Despite this considerable flaw, Little Girl Blue is as close as we’ve got to a definitive piece of film on Joplin, and it’s no mere hagiography: they’ve convinced sister Laura to play a central part and the letters home that played a big role in Love, Janis are reprised here. Just about everyone who featured in Joplin’s life (apart from her parents) is interviewed, and it’s something of a revelation that they managed to find the man who she fell desperately in love with in the last year of her life – the man who got her “clean” from heroin addiction and whom she wanted to marry.

The picture we get of Joplin overall is sobering. Having been bullied and voted “Ugliest Man” by her high school fraternity – imagine that! – it’s not surprising that she was a fuck-up, and that she craved the kind of love she could never get enough of. It’s a bit of a cliché that the gigs were when she felt the love, but there’s story after story of Joplin alone in bars drinking herself to oblivion, and as someone said about the recording sessions for Pearl, while the males in her band went home every night with women on their arms, she went back to the same lonely hotel room. It was there that, inevitably, she took the heroin that killed her, with only the vocal track still to record for ‘Buried Alive In The Blues’.

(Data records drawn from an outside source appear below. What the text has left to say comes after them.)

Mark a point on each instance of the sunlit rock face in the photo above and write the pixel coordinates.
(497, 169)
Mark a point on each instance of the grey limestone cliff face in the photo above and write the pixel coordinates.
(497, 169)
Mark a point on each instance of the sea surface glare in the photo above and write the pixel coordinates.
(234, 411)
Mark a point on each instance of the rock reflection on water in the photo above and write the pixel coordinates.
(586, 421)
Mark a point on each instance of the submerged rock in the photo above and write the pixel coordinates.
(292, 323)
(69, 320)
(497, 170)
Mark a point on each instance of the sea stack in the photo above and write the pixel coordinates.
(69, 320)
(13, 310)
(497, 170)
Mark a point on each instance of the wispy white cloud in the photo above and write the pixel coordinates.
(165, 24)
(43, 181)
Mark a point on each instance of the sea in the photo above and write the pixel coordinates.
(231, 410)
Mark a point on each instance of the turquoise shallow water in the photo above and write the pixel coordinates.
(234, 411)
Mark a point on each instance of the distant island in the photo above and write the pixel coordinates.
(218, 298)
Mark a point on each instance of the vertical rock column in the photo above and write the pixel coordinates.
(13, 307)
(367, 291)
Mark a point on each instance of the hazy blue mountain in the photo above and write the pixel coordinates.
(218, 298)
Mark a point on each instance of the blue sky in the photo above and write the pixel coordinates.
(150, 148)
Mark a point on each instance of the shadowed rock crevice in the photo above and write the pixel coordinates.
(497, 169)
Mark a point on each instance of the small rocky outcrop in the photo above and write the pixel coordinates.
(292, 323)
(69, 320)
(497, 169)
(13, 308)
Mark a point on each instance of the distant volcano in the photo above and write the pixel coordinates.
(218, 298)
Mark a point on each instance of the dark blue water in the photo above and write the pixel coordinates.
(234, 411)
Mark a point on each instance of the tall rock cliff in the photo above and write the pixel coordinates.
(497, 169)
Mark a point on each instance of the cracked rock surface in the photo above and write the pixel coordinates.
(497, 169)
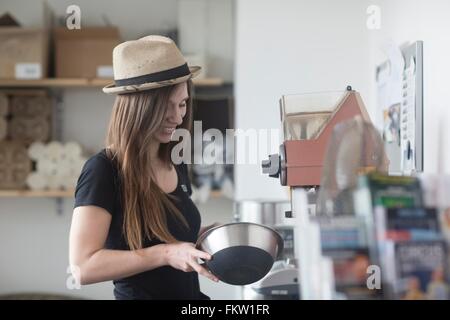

I do have another gripe about Little Girl Blue, and that’s its choice of performance footage. They seem to have chosen these specifically to show just how ragged Janis could be when she’d had too much to drink or was too out of it to get it together, and I found myself thinking: If I was hearing Janis Joplin for the first time in this film, I wouldn’t have been too impressed with her talent. That’s sad, because there’s footage of Joplin that’s absolutely stonking, including the several performances on the Dick Cavett Show that they don’t show here (they do show interview segments from the show and interview Cavett now, who hints that he had an affair with her at the time). It’s not until the very last song on the documentary, ‘Little Girl Blue’, that you really hear what a fine singer/emoter Joplin could be.

It’s a powerful film nonetheless and tells her story well, not from a music point of view so much as that of a young woman whose destiny was mapped out by the intersection of her blighted beginnings and hippy/drug culture.

* Janis: Little Girl Blue is available to view on DocPlay now.